January 2025 · Security · 2 min read

Secure Python Server-Client Communication with OpenSSL

If you want to actually understand how TLS works, the best way is to build it yourself. Not just read about it. Create your own Certificate Authority, sign your own certs, and write a server and client that talk over an encrypted channel.

This is useful for a few reasons. If you're learning about TLS for pentesting or security work, you need to understand the certificate chain from the ground up. If you're building tools that intercept or proxy HTTPS traffic, you need to know how CAs and cert signing actually work. And if you're ever troubleshooting certificate errors in production, this hands-on knowledge pays off fast.

Let's build the whole thing from scratch.

Install OpenSSL

You probably already have it. If not:

Create Your Certificate Authority

First, generate a private key for your CA. This is the root of trust for everything else.

openssl genpkey -algorithm RSA -out ca-key.pem -aes256

It'll ask for a passphrase. Pick something you'll remember for this lab.

Now create the CA certificate itself:

openssl req -x509 -new -nodes -key ca-key.pem -sha256 -days 365 -out ca-cert.pem

Fill in whatever you want for the prompts. This is your local CA, so the details don't matter.

Generate the Server Certificate

Create a private key for the server:

openssl genpkey -algorithm RSA -out server-key.pem

Generate a Certificate Signing Request. When it asks for Common Name, enter localhost since that's where our server will run:

openssl req -new -key server-key.pem -out server.csr

Now sign it with your CA:

openssl x509 -req -in server.csr -CA ca-cert.pem -CAkey ca-key.pem -CAcreateserial -out server-cert.pem -days 365 -sha256

You now have a full certificate chain: CA key, CA cert, server key, server cert. The same structure every HTTPS site on the internet uses.

The Python Server

Save this as server.py. It creates a TLS-wrapped socket that presents our signed certificate to any connecting client:

import ssl
import socket

def create_server():
    context = ssl.SSLContext(ssl.PROTOCOL_TLS_SERVER)
    context.load_cert_chain(certfile="server-cert.pem", keyfile="server-key.pem")
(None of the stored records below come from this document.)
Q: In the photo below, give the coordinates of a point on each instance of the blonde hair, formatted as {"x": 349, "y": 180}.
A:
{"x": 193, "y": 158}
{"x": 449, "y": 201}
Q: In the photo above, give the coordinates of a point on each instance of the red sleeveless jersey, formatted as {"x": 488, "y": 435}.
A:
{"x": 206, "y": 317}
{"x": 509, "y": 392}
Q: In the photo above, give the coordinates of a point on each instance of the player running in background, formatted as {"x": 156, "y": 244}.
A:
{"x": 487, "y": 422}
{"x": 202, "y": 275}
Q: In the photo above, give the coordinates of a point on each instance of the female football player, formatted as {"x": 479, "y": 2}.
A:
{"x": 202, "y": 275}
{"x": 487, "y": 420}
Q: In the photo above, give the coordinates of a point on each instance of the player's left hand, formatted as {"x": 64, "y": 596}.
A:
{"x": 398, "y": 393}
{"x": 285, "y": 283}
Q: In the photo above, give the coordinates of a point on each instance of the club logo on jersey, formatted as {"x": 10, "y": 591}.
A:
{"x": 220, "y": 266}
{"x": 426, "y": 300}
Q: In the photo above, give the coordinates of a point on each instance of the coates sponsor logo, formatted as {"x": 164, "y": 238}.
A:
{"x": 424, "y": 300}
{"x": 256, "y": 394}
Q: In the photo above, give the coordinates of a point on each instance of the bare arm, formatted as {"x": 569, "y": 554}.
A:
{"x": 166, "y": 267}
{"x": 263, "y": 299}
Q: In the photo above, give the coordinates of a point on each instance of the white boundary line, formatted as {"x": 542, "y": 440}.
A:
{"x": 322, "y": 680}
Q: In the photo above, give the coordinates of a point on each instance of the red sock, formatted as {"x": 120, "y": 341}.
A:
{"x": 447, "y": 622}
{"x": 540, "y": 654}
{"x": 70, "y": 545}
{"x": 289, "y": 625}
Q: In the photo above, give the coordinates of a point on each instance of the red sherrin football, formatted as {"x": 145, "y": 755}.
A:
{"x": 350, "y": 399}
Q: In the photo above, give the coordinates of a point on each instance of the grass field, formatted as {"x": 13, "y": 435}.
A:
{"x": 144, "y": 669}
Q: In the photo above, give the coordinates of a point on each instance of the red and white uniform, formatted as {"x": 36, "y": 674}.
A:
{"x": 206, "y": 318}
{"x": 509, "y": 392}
    bindsocket = socket.socket()
    bindsocket.bind(('localhost', 8443))
    bindsocket.listen(5)

    while True:
        print("Server is waiting for a connection...")
        newsocket, fromaddr = bindsocket.accept()
        conn = context.wrap_socket(newsocket, server_side=True)
        try:
            print("Connection established:", fromaddr)
            data = conn.recv(1024)
            print("Received data:", data.decode())
            conn.sendall(b"Hello, client!")
        finally:
            conn.shutdown(socket.SHUT_RDWR)
            conn.close()

if __name__ == "__main__":
    create_server()

The Python Client

Save this as client.py. The client loads our CA cert so it can verify the server's certificate is legit. We disable hostname checking here since this is a local lab:

import ssl
import socket

def create_client():
    context = ssl.SSLContext(ssl.PROTOCOL_TLS_CLIENT)
    context.load_verify_locations(cafile="ca-cert.pem")
    context.check_hostname = False

    conn = context.wrap_socket(socket.socket(socket.AF_INET), server_hostname='localhost')
    conn.connect(('localhost', 8443))

    conn.sendall(b"Hello, server!")
    data = conn.recv(1024)
    print("Received data:", data.decode())

    conn.close()

if __name__ == "__main__":
    create_client()

Run It

Open two terminals. Start the server first:

python3 server.py

Then connect with the client:

python3 client.py

You should see the handshake happen and messages pass back and forth over an encrypted channel. No certificate errors, no warnings.

What's Actually Happening

The client connects and the server presents its certificate. The client checks that certificate against the CA cert it loaded. Since our CA signed the server cert, the chain of trust checks out and the TLS handshake completes. From there, all traffic is encrypted.

This is the exact same flow your browser uses when you visit any HTTPS site. The only difference is that browsers ship with a pre-installed list of trusted CAs, while our client loads ours manually.

Try breaking it on purpose. Remove the CA cert from the client and watch it fail. Change the Common Name and see what happens. That's where the real learning is.